Sin embargo, cuando llega las alitas (S/25.00) empezamos a ponernos serios. Crocantes por fuera y jugosas por dentro, con el toque preciso de salsa BBQ, es un plato que uno no puede parar de comer. Si bien no le pondré la etiqueta de "la mejor" definitivamente volvería por este plato. Los macarrones (S/.35.00) merecen un párrafo aparte porque me devuelven a un recuerdo de niñez. Esa textura crujiente de los canutos en una costra de queso es mi sueño hecho realidad. Vendría a ser un "mac & cheese" con adicional de salsa bolognesa. Una opción contundente, pero que no empalaga. Paso del choripan (S/.26.00) porque cometen el mismo error de todos los restaurantes, el pan no resiste la humedad del coleslaw y terminan desarmándose al punto que debo descartarlo. En todo caso, sale más a cuenta ordenar los chorizos artesanales (S/.28.00). Vienen dos unidades en una pequeña sartén con miel de romero y mostaza dijon.

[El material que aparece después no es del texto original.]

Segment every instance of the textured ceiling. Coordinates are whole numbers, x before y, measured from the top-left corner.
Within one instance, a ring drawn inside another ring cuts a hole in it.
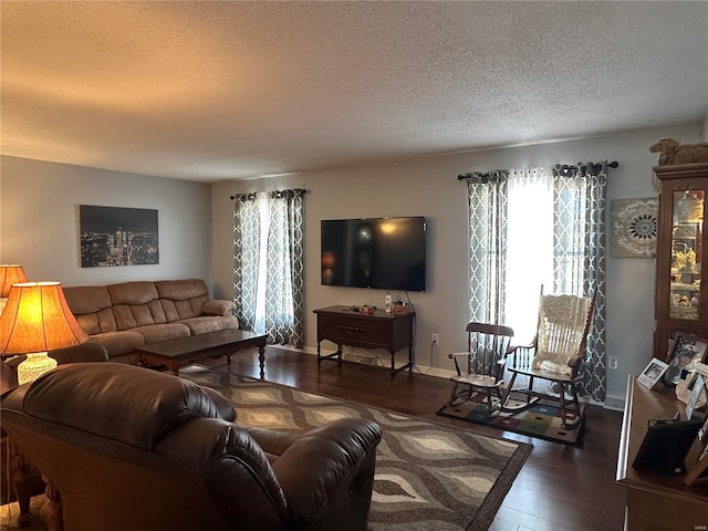
[[[3,155],[252,178],[698,123],[708,2],[7,1]]]

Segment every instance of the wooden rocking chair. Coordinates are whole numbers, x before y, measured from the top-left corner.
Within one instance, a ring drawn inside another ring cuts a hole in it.
[[[563,427],[572,429],[584,418],[584,406],[577,399],[580,368],[585,358],[587,332],[592,322],[594,298],[544,295],[541,289],[539,324],[531,345],[516,346],[507,368],[511,378],[503,410],[530,407],[541,398],[560,402]],[[528,386],[514,388],[517,375],[524,375]],[[533,389],[535,379],[551,382],[552,393]],[[570,398],[566,397],[566,392]],[[525,404],[512,406],[511,394],[525,395]],[[558,393],[558,394],[556,394]],[[570,406],[570,407],[569,407]]]
[[[490,415],[499,413],[503,403],[503,369],[513,330],[509,326],[469,323],[467,352],[449,354],[455,361],[457,375],[451,376],[452,394],[448,405],[471,400],[476,393],[483,396]],[[460,368],[459,358],[465,363]]]

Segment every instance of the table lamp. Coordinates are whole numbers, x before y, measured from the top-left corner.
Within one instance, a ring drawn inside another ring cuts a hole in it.
[[[2,264],[0,266],[0,315],[8,303],[10,287],[18,282],[27,282],[22,266]]]
[[[27,354],[18,365],[20,385],[54,368],[46,351],[77,345],[88,336],[71,313],[60,282],[12,284],[0,315],[0,354]]]

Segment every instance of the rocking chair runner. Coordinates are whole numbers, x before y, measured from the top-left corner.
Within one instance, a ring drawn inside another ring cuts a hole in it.
[[[503,368],[513,337],[509,326],[486,323],[469,323],[467,330],[467,352],[449,354],[455,361],[457,375],[450,377],[454,383],[448,405],[471,400],[481,393],[490,415],[498,413],[503,403]],[[465,358],[465,371],[460,369],[459,358]]]
[[[541,290],[537,336],[531,345],[516,346],[510,355],[511,363],[507,365],[512,374],[504,397],[504,410],[525,409],[539,399],[546,398],[560,402],[564,428],[573,428],[583,419],[584,407],[577,399],[576,385],[580,382],[580,367],[585,358],[593,308],[594,298],[544,295]],[[513,384],[519,374],[527,376],[529,384],[514,389]],[[555,384],[558,396],[555,393],[533,389],[537,378]],[[566,392],[570,393],[570,399],[565,397]],[[511,406],[512,393],[525,395],[525,404]]]

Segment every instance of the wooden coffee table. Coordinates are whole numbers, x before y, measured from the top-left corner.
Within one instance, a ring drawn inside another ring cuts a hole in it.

Suficiente para abrir el apetito.

Ossobuco
La última palabra se la dedico al ossobuco (S/.99.00), un kilo y medio de carne que dejará satisfecho a todos aquellos indignados que siempre paran en las redes despotricando contra el tamaño de las porciones. Si bien la presentación se presta para la foto efectista, hay que reconocer la técnica de larga y lenta cocción que permite usar sólo una cuchara para servirlo. A eso se le suma una pequeña vasija con jugo de la cocción para que cada quien se sirva al gusto en su plato. No hay mucha ciencia con el puré de papa ni con la zanahorias y debo confesar que se hace extrañar una buena porción de arroz blanco, tal cual hacen en Panchita. Viendo que tampoco lo ofrecen como adicional de acompañamiento, no queda más remedio que ordenar el pan de la casa. Con paciencia pueden armar unas tapas y coronarlas con el jugo de la carne.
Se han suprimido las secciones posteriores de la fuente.